Tens of thousands of visas were revoked last week by President Donald Trump’s executive order than bans the citizens of seven Muslim-majority nations from entering the U.S.
The revelation illustrates the scale of the disruption caused by Trump’s decree, which he signed an executive order on Jan. 27 . The initial disclosure came in a federal court hearing in Virginia in a case challenging the revocation of the visas of a pair of Yemeni brothers who arrived at Washington’s Dulles airport on Jan. 28. The Justice Department initially said 100,000 visas had been revoked, but the State Department later claimed it was closer to 60,000.
The admission capped a week of legal and political turmoil triggered by the imposition of a ban that could reshape the network of allegiances and historic grudges that govern the modern Middle East. Nation states there divided roughly into two camps: those affected by the ban, and those exempt. Among the first camp, outrage ensued. Iran banned U.S. citizens from entering. The Iraqi parliament called for the same. An official from Libya’s U.S.-backed government accused America of “racial discrimination.” But elsewhere there was a tactical silence. With their citizens unaffected by the ban, the governments of some U.S.-allied states, including Saudi Arabia and Egypt, declined to comment. The United Arab Emirates defended the ban.

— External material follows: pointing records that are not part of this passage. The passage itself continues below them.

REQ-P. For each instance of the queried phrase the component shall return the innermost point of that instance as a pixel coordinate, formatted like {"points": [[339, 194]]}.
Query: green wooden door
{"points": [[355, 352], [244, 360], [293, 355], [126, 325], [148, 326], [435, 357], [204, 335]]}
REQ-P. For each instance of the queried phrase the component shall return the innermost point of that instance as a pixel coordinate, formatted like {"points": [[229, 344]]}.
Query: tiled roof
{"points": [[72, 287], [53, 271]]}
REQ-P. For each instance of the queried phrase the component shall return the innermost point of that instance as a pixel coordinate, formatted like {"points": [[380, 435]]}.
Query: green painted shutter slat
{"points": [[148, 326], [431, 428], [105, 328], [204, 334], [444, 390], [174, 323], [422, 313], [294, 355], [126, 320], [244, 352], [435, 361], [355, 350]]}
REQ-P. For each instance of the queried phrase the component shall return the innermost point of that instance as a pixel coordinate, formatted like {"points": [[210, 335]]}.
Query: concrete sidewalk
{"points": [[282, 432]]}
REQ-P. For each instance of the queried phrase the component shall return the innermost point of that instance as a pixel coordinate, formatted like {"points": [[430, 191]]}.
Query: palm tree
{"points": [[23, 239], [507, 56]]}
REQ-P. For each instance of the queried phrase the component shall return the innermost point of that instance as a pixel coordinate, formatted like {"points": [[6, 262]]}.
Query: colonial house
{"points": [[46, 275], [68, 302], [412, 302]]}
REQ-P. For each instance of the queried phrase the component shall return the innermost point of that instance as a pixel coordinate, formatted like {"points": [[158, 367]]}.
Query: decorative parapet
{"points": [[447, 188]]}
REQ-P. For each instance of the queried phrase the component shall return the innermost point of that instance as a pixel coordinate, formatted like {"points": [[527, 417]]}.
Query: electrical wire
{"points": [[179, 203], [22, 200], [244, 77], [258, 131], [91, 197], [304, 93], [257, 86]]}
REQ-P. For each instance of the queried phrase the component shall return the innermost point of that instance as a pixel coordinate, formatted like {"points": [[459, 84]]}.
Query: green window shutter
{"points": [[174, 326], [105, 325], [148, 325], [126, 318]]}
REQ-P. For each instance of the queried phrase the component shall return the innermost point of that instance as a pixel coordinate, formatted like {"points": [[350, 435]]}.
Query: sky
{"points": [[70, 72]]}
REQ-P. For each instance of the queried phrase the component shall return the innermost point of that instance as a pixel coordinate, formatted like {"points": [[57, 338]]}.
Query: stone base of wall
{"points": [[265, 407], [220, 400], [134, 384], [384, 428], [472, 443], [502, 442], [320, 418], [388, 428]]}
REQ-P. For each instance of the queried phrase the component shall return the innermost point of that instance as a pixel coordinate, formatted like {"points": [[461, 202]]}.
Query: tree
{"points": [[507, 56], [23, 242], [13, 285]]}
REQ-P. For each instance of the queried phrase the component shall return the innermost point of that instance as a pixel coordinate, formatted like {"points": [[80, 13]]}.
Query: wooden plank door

Throughout the region, Trump’s executive order seemed to foreshadow a coming season of turbulence in relations with the United States. During his campaign, Trump called for a “total and complete shutdown” on all Muslims entering the United States. Here, in the first week of Trump’s administration, was a policy that followed through on his campaign rhetoric, apparently with little regard for the geopolitical fallout.